Rachid Nekkaz est aussi poursuivi dans une autre affaire. Selon ses avocats, il a été extrait, avant-hier, de sa cellule à la prison de Koléa, dans la wilaya de Tipasa, pour être présenté devant le juge d’instruction du tribunal de Sidi M’hamed. Et cela sans la présence de ses avocats.

«C’est par hasard qu’un de nos collègues, membre du collectif de défense, a appris que Rachid Nekkaz a été présenté devant le juge d’instruction près le tribunal de Sidi M’hamed», a dénoncé Me Zoubida Assoul. Les avocats n’ont toujours pas connaissance des détails de cette nouvelle affaire pour laquelle a été entendu Rachid Nekkaz.

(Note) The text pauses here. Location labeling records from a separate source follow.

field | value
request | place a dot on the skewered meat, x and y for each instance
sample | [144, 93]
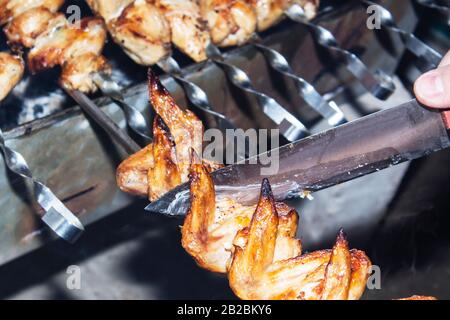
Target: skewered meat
[14, 8]
[231, 22]
[11, 71]
[53, 41]
[163, 164]
[189, 32]
[138, 26]
[269, 12]
[419, 298]
[266, 262]
[211, 224]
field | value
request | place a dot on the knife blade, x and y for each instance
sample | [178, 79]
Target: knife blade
[369, 144]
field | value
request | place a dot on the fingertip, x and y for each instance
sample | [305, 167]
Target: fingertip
[429, 90]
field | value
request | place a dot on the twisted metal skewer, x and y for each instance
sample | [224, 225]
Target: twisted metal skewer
[379, 84]
[135, 120]
[445, 11]
[57, 216]
[195, 94]
[290, 127]
[421, 50]
[327, 109]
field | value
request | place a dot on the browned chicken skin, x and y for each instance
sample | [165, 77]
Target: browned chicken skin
[269, 12]
[146, 28]
[258, 249]
[138, 26]
[52, 40]
[212, 223]
[231, 22]
[11, 71]
[165, 163]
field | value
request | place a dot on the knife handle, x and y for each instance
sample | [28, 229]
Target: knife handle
[446, 118]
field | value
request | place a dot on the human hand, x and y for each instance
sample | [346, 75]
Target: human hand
[433, 88]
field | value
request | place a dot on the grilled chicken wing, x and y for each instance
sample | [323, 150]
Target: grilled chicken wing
[269, 12]
[254, 274]
[212, 223]
[52, 40]
[76, 49]
[11, 71]
[189, 32]
[163, 164]
[140, 29]
[231, 22]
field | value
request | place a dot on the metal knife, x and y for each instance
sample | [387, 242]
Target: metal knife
[374, 142]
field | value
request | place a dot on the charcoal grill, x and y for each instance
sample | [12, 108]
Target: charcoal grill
[72, 155]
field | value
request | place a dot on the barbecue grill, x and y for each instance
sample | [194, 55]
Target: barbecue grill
[357, 73]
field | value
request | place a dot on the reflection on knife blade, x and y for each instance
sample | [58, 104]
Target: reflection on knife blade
[378, 141]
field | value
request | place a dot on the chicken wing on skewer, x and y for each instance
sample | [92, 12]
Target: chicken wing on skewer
[231, 22]
[11, 71]
[257, 246]
[76, 49]
[254, 274]
[269, 12]
[189, 32]
[139, 27]
[212, 223]
[175, 132]
[52, 40]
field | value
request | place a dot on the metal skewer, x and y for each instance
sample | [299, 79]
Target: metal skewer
[135, 119]
[290, 127]
[195, 94]
[327, 109]
[430, 57]
[379, 84]
[445, 11]
[57, 216]
[104, 121]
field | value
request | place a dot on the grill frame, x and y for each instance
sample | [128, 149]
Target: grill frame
[74, 157]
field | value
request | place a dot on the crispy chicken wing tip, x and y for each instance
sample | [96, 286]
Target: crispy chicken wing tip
[161, 125]
[266, 190]
[341, 237]
[195, 158]
[155, 85]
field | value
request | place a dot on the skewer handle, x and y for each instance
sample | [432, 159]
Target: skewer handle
[103, 120]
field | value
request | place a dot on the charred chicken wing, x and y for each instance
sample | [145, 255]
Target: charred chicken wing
[11, 71]
[165, 163]
[231, 22]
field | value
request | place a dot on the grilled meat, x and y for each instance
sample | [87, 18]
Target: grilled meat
[322, 275]
[256, 245]
[139, 27]
[211, 224]
[269, 12]
[53, 41]
[163, 164]
[11, 71]
[189, 32]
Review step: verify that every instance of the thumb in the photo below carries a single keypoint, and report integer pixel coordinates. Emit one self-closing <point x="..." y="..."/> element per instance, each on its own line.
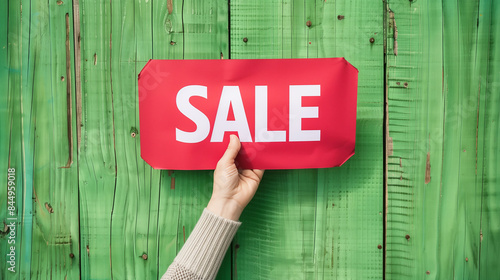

Au début du mois de décembre 2020, les avocats de Rachid Nekkaz avait dénoncé le renouvellement, «par effet rétroactif», de sa détention. Selon eux, la décision, en se référant à l’article 128 du code de procédure pénale, est «illégale».

Le ministère de la Justice avait réagi pour déclaré que la prorogation de la détention provisoire de Rachid Nekkaz «est parfaitement légale». «L’ordonnance du juge d’instruction frappée d’appel dans le cas d’espèce est une ordonnance de règlement et une telle ordonnance au sens de l’article 166 du code de procédure pénale, au cas où elle venait à être portée devant la chambre d’accusation, alors que le prévenu faisait l’objet d’une détention provisoire, le mandat de dépôt ou d’arrêt décerné à son encontre par la juridiction d’instruction, continue à produire ses effets jusqu’à ce qu’il ait été statué par la juridiction du renvoi ; par statuer, il y a lieu d’entendre rendre une décision sur le fond», avait expliqué le ministère dans un communiqué rendu public le 13 décembre dernier.

Et d’ajouter : «Par son arrêt du 5 avril 2020, il est clair que la chambre d’accusation n’avait pas statué sur le fond mais a rendu un arrêt avant-dire droit en ordonnant un complément d’information, conformément aux dispositions des articles 186 et 190 du code de procédure pénale.»